简体   繁体   中英

Removing hidden characters from within strings

My problem:

I have a .NET application that sends out newsletters via email. When the newsletters are viewed in outlook, outlook displays a question mark in place of a hidden character it can't recognize. These hidden character(s) are coming from end users who copy and paste html that makes up the newsletters into a form and submits it. A c# trim() removes these hidden chars if they occur at the end or beginning of the string. When the newsletter is viewed in gmail, gmail does a good job ignoring them. When pasting these hidden characters in a word document and I turn on the “show paragraph marks and hidden symbols” option the symbols appear as one rectangle inside a bigger rectangle. Also the text that makes up the newsletters can be in any language, so accepting Unicode chars is a must. I've tried looping through the string to detect the character but the loop doesn't recognize it and passes over it. Also asking the end user to paste the html into notepad first before submitting it is out of the question.

My question:
How can I detect and eliminate these hidden characters using C#?

You can remove all control characters from your input string with something like this:

string input; // this is your input string
string output = new string(input.Where(c => !char.IsControl(c)).ToArray());

Here is the documentation for the IsControl() method.

Or if you want to keep letters and digits only, you can also use the IsLetter and IsDigit function:

string output = new string(input.Where(c => char.IsLetter(c) || char.IsDigit(c)).ToArray());

I usually use this regular expression to replace all non-printable characters.

By the way, most of the people think that tab, line feed and carriage return are non-printable characters, but for me they are not.

So here is the expression:

string output = Regex.Replace(input, @"[^\u0009\u000A\u000D\u0020-\u007E]", "*");
  • ^ means if it's any of the following:
  • \ is tab
  • \ is linefeed
  • \ is carriage return
  • \ -\~ means everything from space to ~ -- that is, everything in ASCII.

See ASCII table if you want to make changes. Remember it would strip off every non-ASCII character.

To test above you can create a string by yourself like this:

    string input = string.Empty;

    for (int i = 0; i < 255; i++)
    {
        input += (char)(i);
    }

What best worked for me is:

string result = new string(value.Where(c =>  char.IsLetterOrDigit(c) || (c >= ' ' && c <= byte.MaxValue)).ToArray());

Where I'm making sure the character is any letter or digit, so that I don't ignore any non English letters, or if it is not a letter I check whether it's an ascii character that is greater or equal than Space to make sure I ignore some control characters, this ensures I don't ignore punctuation.

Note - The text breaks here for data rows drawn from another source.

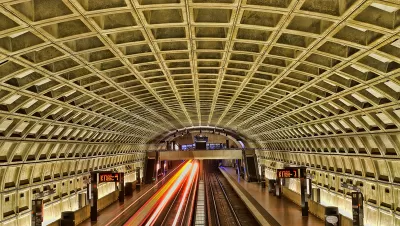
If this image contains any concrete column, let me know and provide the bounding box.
[199,159,203,178]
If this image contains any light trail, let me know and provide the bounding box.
[124,160,192,226]
[172,162,199,226]
[146,163,192,226]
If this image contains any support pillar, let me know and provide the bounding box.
[300,168,308,216]
[351,191,364,226]
[118,173,125,203]
[90,172,99,221]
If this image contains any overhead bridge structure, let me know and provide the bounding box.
[155,149,242,161]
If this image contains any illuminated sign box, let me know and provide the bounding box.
[99,173,119,182]
[276,169,299,178]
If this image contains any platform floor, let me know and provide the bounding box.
[222,167,325,226]
[79,164,178,226]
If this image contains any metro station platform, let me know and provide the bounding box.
[221,167,324,226]
[79,184,155,226]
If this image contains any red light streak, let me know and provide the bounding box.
[124,160,192,226]
[172,162,199,226]
[146,163,192,226]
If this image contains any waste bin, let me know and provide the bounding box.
[125,182,133,196]
[60,211,75,226]
[268,180,276,194]
[325,206,340,226]
[261,180,267,188]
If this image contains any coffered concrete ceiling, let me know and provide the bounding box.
[0,0,400,145]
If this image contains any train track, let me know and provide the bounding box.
[207,171,259,226]
[154,161,199,226]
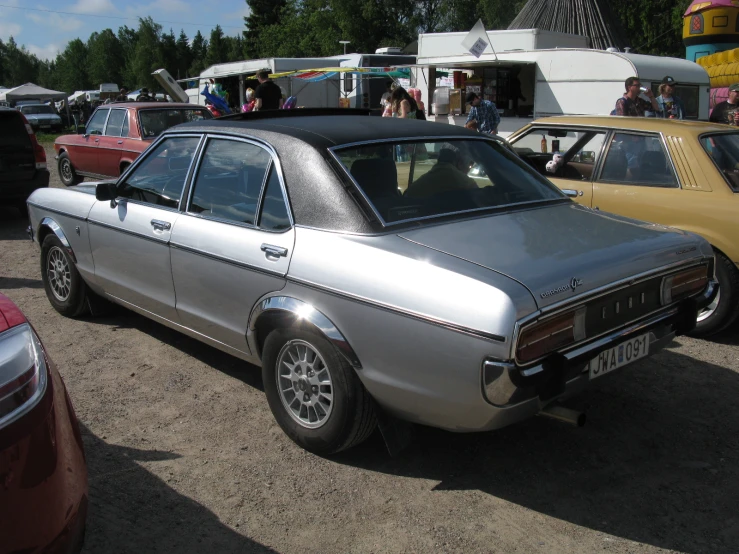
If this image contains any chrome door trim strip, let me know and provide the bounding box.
[87,219,169,246]
[105,292,261,364]
[26,202,87,221]
[169,242,285,279]
[287,275,507,343]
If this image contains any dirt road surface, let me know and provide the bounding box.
[0,147,739,554]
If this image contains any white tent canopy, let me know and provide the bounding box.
[0,83,67,102]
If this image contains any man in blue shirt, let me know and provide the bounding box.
[467,92,500,135]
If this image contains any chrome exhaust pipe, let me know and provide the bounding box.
[539,404,586,427]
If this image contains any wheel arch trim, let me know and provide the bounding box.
[36,217,77,263]
[246,296,362,369]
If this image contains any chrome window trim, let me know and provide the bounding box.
[510,257,711,367]
[184,132,295,227]
[328,136,572,227]
[169,241,285,279]
[286,274,507,343]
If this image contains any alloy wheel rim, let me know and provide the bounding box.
[46,246,72,302]
[697,289,721,323]
[275,340,333,429]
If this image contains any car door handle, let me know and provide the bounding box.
[151,219,172,231]
[261,244,287,258]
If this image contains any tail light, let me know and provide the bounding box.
[662,265,708,306]
[516,307,586,364]
[0,323,48,428]
[20,114,46,169]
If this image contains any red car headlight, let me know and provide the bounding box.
[516,307,586,364]
[0,323,48,428]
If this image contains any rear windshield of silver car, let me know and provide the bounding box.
[700,133,739,192]
[139,108,213,138]
[333,139,565,224]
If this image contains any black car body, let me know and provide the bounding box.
[0,107,49,213]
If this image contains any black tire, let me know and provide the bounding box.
[690,252,739,337]
[262,328,377,455]
[56,152,82,187]
[41,233,88,317]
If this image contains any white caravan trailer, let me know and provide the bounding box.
[186,58,339,108]
[415,29,710,136]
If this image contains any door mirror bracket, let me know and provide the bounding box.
[95,182,118,208]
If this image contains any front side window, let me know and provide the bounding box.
[139,108,213,139]
[86,109,110,135]
[118,137,200,208]
[599,133,678,188]
[513,129,606,181]
[188,139,272,225]
[335,140,565,223]
[105,110,127,137]
[700,133,739,192]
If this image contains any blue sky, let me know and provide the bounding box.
[0,0,249,59]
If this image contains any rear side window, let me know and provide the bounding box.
[0,109,31,148]
[105,110,126,137]
[118,137,200,208]
[188,139,272,225]
[86,109,110,135]
[259,166,290,231]
[599,133,678,188]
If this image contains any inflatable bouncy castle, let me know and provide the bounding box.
[683,0,739,62]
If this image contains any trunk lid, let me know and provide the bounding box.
[399,204,701,308]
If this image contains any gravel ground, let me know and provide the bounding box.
[0,150,739,554]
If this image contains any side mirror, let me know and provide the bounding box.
[95,182,118,208]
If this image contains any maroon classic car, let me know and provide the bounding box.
[54,102,213,186]
[0,292,87,553]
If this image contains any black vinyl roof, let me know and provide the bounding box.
[162,109,495,233]
[173,115,480,149]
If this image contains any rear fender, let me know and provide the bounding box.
[246,296,362,369]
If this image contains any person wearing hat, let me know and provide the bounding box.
[657,75,685,119]
[611,77,659,117]
[136,88,152,102]
[708,83,739,125]
[465,92,500,135]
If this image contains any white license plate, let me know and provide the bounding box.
[590,333,649,379]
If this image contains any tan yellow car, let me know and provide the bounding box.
[509,116,739,336]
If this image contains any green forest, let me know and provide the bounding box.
[0,0,690,93]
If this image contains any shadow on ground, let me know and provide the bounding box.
[81,426,275,554]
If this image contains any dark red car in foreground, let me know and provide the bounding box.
[0,294,87,553]
[54,102,213,186]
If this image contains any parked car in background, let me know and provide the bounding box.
[17,104,62,133]
[54,102,212,186]
[509,116,739,336]
[0,107,49,215]
[0,294,87,553]
[28,109,716,454]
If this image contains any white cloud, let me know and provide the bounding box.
[69,0,118,15]
[26,12,83,33]
[0,20,23,41]
[27,44,63,60]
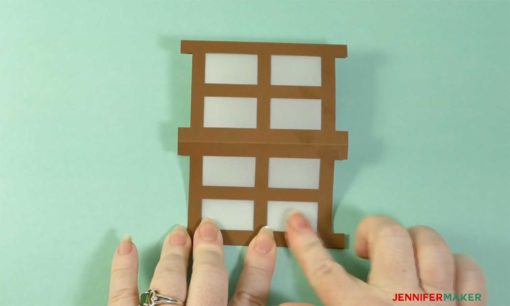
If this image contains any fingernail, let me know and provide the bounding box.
[287,209,312,232]
[198,218,219,241]
[118,235,133,255]
[255,226,275,254]
[168,225,188,246]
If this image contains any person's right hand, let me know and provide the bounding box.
[283,212,487,306]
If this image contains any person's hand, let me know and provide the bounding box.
[284,213,487,306]
[108,219,276,306]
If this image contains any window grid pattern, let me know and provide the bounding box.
[179,41,347,248]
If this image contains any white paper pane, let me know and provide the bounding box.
[205,53,258,84]
[267,201,318,231]
[204,97,257,128]
[270,99,322,130]
[269,157,321,189]
[202,199,253,230]
[271,55,322,86]
[202,156,255,187]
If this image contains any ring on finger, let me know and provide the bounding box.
[140,289,184,306]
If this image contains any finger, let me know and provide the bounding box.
[454,254,487,306]
[186,219,228,306]
[150,225,191,301]
[409,226,455,292]
[286,211,363,305]
[355,216,419,290]
[108,236,138,306]
[230,227,276,306]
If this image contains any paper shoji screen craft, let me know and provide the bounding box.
[178,41,347,248]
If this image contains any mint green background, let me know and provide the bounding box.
[0,0,510,306]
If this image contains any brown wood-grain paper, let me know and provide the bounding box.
[178,41,348,248]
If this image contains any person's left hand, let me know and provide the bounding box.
[108,219,276,306]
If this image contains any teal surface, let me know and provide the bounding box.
[0,0,510,306]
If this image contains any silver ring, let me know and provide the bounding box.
[140,289,184,306]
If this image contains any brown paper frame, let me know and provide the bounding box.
[178,40,348,248]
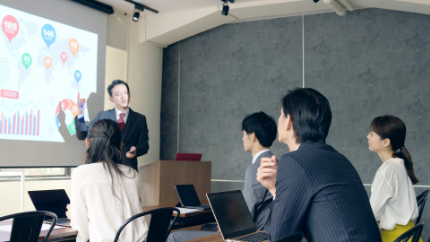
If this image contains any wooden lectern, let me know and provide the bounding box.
[139,160,212,206]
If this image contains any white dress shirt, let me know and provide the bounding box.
[70,163,148,242]
[115,107,130,124]
[370,158,418,230]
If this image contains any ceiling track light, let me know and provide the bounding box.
[133,11,140,22]
[221,0,234,16]
[124,0,159,14]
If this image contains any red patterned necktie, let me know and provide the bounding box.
[118,113,125,131]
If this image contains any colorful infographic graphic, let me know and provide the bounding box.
[0,5,98,142]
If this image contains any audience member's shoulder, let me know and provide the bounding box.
[279,151,297,162]
[385,158,406,174]
[73,163,103,174]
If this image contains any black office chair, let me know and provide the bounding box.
[275,232,304,242]
[0,211,57,242]
[394,222,424,242]
[414,190,429,224]
[114,208,181,242]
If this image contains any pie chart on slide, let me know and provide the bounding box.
[55,99,78,135]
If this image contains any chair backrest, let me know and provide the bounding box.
[275,232,304,242]
[0,211,57,242]
[394,222,424,242]
[414,190,429,224]
[114,208,181,242]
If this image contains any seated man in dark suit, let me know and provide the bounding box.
[75,80,149,171]
[257,88,381,242]
[169,112,276,242]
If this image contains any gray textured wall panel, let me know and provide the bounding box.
[305,9,430,239]
[161,9,430,240]
[160,44,179,160]
[179,17,302,180]
[305,9,430,185]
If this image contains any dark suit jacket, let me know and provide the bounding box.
[243,151,273,230]
[269,142,381,242]
[75,108,149,171]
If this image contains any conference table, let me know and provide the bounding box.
[0,201,214,242]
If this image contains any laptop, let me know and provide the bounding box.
[175,153,202,161]
[206,190,269,242]
[175,185,211,210]
[28,189,71,227]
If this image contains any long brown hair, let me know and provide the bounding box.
[85,119,134,198]
[370,115,419,185]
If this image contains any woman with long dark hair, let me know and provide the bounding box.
[66,119,148,242]
[367,115,422,242]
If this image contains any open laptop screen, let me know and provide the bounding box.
[175,185,201,207]
[207,190,257,239]
[28,189,70,218]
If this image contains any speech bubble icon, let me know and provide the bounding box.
[21,53,33,70]
[43,56,52,69]
[60,52,67,63]
[1,15,19,43]
[42,24,57,48]
[69,39,79,56]
[75,71,82,83]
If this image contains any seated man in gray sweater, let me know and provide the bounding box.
[169,112,277,242]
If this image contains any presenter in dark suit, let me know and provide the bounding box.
[75,80,149,171]
[169,112,277,242]
[257,88,381,242]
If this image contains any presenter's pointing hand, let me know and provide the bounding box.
[78,96,85,115]
[125,146,136,159]
[257,156,278,197]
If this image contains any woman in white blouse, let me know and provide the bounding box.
[367,115,422,242]
[68,119,148,242]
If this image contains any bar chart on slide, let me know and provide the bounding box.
[0,109,40,136]
[0,99,63,142]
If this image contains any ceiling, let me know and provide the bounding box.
[97,0,264,14]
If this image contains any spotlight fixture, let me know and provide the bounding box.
[124,0,158,14]
[221,0,234,16]
[133,11,140,22]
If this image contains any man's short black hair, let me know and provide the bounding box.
[108,80,130,97]
[282,88,331,143]
[242,112,277,147]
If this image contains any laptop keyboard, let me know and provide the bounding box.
[234,232,269,242]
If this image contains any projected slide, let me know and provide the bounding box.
[0,5,98,142]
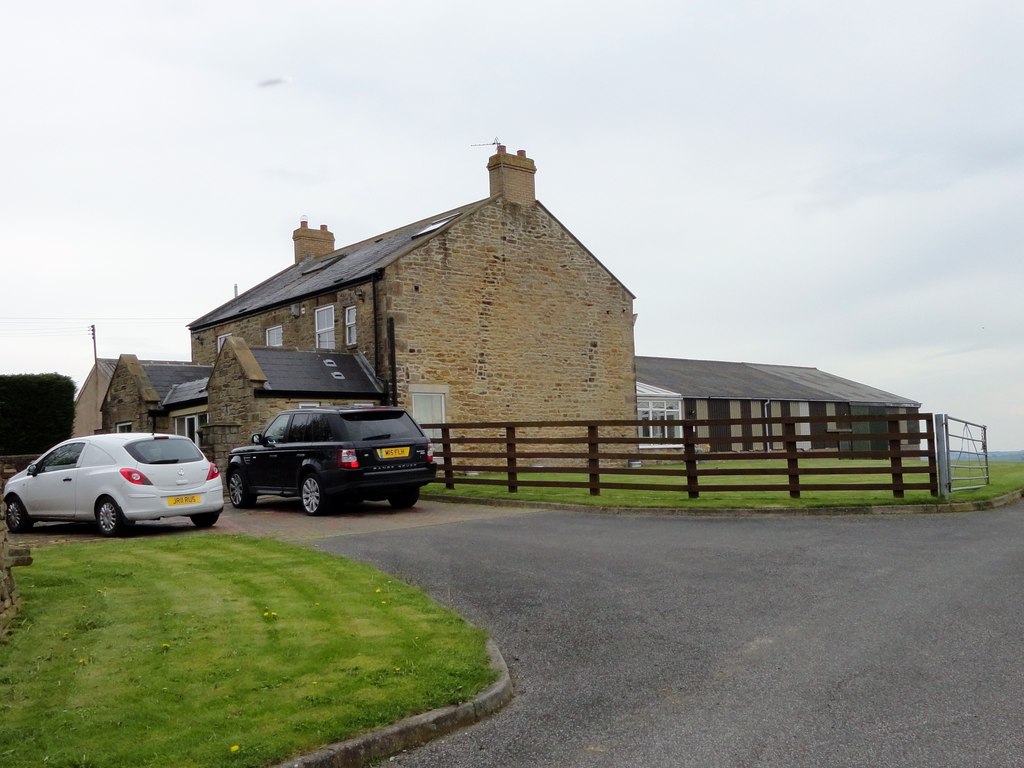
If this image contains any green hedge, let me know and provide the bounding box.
[0,374,75,456]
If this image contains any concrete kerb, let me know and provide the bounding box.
[275,640,513,768]
[420,489,1024,517]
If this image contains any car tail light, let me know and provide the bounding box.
[121,467,153,485]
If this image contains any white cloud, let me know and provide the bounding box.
[0,0,1024,449]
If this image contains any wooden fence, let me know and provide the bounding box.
[423,414,939,499]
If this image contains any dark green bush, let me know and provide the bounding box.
[0,374,75,456]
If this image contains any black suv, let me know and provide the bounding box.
[227,408,437,515]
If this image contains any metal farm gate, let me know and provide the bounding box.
[935,414,990,499]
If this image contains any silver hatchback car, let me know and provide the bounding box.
[3,432,224,536]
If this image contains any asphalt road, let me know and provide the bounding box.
[314,504,1024,768]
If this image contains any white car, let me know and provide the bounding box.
[3,432,224,536]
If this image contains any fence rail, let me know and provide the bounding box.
[423,414,939,499]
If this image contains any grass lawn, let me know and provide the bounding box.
[0,536,496,768]
[424,460,1024,511]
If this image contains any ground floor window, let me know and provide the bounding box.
[637,398,683,438]
[412,392,446,440]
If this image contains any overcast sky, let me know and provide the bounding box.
[0,0,1024,450]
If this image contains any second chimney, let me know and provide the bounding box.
[487,144,537,206]
[292,218,335,264]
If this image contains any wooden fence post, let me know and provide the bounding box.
[782,420,800,499]
[683,424,700,499]
[505,424,519,494]
[889,419,905,499]
[441,426,455,490]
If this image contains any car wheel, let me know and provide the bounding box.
[301,475,324,515]
[96,496,128,537]
[4,496,36,534]
[227,472,256,509]
[387,488,420,509]
[188,512,220,528]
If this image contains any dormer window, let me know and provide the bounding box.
[345,306,355,346]
[315,304,334,349]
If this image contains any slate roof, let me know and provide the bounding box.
[139,360,213,402]
[251,347,385,399]
[636,356,921,408]
[188,198,489,331]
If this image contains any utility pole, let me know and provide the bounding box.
[89,324,103,432]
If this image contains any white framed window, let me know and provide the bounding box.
[316,304,334,349]
[409,385,447,440]
[637,398,683,438]
[174,414,207,445]
[345,306,355,346]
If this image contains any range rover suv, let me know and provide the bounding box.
[227,408,437,515]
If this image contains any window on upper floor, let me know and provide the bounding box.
[315,304,334,349]
[174,414,207,445]
[345,306,355,346]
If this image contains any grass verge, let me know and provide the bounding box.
[0,536,495,768]
[425,460,1024,511]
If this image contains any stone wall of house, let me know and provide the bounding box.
[382,199,637,422]
[200,339,368,480]
[102,354,171,432]
[191,283,374,366]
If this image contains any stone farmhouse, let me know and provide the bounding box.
[102,146,637,460]
[90,146,920,466]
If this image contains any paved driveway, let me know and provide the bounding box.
[16,502,1024,768]
[315,505,1024,768]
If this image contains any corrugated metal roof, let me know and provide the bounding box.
[139,360,213,401]
[161,377,210,408]
[636,357,921,408]
[252,347,384,397]
[188,200,486,331]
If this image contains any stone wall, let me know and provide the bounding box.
[381,199,637,422]
[102,354,162,432]
[191,283,374,366]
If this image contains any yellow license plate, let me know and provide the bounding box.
[167,496,203,507]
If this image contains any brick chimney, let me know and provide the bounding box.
[292,216,335,264]
[487,144,537,206]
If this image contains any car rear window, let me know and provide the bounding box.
[125,437,203,464]
[341,411,423,440]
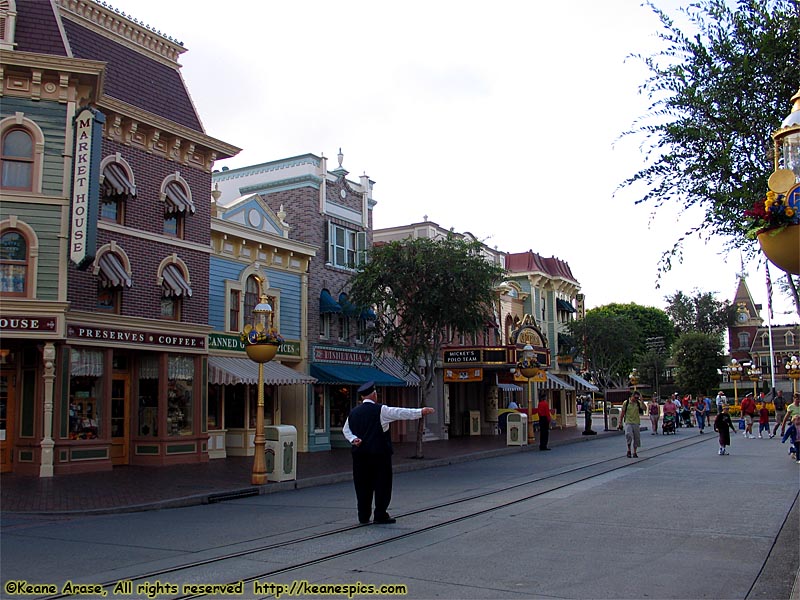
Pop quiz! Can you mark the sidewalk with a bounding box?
[0,424,619,514]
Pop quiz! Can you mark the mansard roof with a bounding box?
[506,250,577,283]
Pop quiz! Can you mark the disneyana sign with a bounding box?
[69,107,106,269]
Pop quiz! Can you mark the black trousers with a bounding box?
[353,452,392,523]
[539,417,550,450]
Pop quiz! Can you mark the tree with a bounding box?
[664,290,731,336]
[674,332,724,394]
[620,0,800,314]
[349,235,504,457]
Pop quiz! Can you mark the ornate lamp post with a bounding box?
[727,358,742,406]
[517,344,539,444]
[240,293,283,485]
[628,369,639,392]
[747,365,761,400]
[786,356,800,395]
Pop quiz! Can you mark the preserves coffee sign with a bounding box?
[69,108,106,269]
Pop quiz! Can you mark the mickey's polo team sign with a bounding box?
[69,108,106,269]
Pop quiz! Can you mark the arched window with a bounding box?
[0,127,34,191]
[0,229,29,296]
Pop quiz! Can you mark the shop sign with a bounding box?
[69,107,106,269]
[312,346,372,366]
[67,323,206,349]
[208,333,300,356]
[444,368,483,383]
[0,316,58,331]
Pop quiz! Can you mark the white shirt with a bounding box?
[342,398,422,444]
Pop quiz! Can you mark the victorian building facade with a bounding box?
[0,0,238,476]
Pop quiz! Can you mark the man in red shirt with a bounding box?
[742,394,756,440]
[536,398,550,450]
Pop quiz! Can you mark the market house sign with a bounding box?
[69,107,106,269]
[67,323,206,350]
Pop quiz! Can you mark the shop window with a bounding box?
[314,385,326,433]
[167,356,194,436]
[0,229,29,296]
[228,290,242,331]
[69,348,104,440]
[328,385,354,429]
[138,354,159,437]
[100,154,136,225]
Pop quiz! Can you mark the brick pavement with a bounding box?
[0,419,617,514]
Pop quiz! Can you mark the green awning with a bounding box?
[311,363,407,387]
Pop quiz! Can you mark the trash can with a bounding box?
[608,408,619,429]
[506,412,528,446]
[469,410,481,435]
[264,425,297,481]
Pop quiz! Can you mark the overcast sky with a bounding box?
[110,0,798,324]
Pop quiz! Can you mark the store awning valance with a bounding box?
[100,162,136,198]
[556,298,578,312]
[536,373,575,390]
[567,373,600,392]
[208,356,315,385]
[311,363,407,387]
[164,181,195,214]
[95,252,133,288]
[497,383,524,392]
[319,290,342,314]
[375,356,419,387]
[161,264,192,298]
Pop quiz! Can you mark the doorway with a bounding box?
[111,374,130,465]
[0,370,16,473]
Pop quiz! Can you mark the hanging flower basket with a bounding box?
[758,225,800,275]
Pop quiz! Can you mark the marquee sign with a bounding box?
[69,107,106,269]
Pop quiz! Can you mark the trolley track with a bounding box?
[37,436,713,600]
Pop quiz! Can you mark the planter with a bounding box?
[244,344,280,363]
[758,225,800,275]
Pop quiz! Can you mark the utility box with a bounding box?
[469,410,481,435]
[506,412,528,446]
[264,425,297,481]
[608,408,619,429]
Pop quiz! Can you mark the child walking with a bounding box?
[781,415,800,463]
[758,402,769,439]
[714,405,735,456]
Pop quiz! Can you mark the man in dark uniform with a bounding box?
[342,381,434,524]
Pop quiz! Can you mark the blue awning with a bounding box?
[319,290,342,314]
[311,363,407,387]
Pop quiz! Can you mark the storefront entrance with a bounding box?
[111,375,131,465]
[0,370,16,473]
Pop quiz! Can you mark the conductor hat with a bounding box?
[358,381,375,396]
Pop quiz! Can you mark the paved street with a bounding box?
[2,432,800,598]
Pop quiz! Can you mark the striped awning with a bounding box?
[208,356,316,385]
[100,162,136,198]
[161,264,192,298]
[536,373,575,390]
[94,252,133,288]
[375,356,420,387]
[566,373,600,392]
[164,181,195,214]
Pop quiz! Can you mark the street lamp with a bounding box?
[727,358,742,406]
[786,356,800,395]
[628,369,639,392]
[517,344,539,444]
[240,293,283,485]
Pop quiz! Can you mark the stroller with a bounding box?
[661,415,677,435]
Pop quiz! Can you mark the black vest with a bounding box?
[347,402,392,454]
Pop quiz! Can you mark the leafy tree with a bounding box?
[620,0,800,314]
[674,332,724,394]
[664,290,731,336]
[349,235,504,457]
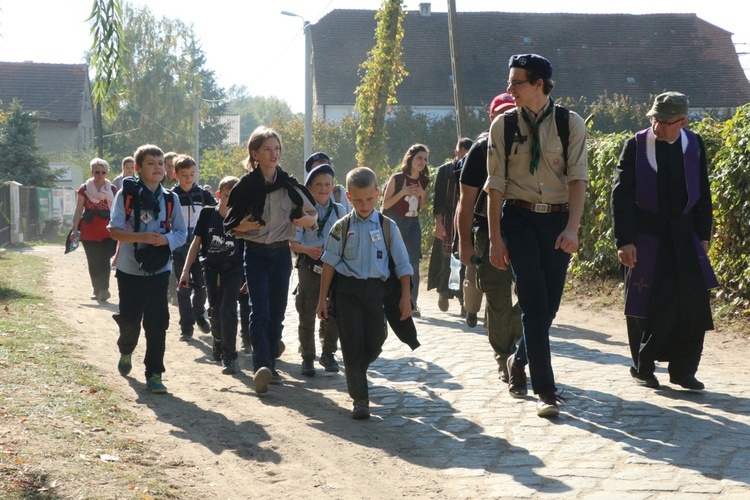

Some suggest using IsControl to check whether the character is non printable or not, but that ignores Left-To-Right mark for example.

new string(input.Where(c => !char.IsControl(c)).ToArray());

IsControl misses some control characters like left-to-right mark (LRM) (the char which commonly hides in a string while doing copy paste). If you are sure that your string has only digits and numbers then you can use IsLetterOrDigit

new string(input.Where(c => char.IsLetterOrDigit(c)).ToArray())

If your string has special characters, then

new string(input.Where(c => c < 128).ToArray())

You can do this:

var hChars = new char[] {...};
var result = new string(yourString.Where(c => !hChars.Contains(c)).ToArray());

If you know what these characters are you can use string.Replace :

newString = oldString.Replace("?", "");

where "?" represents the character you want to strip out.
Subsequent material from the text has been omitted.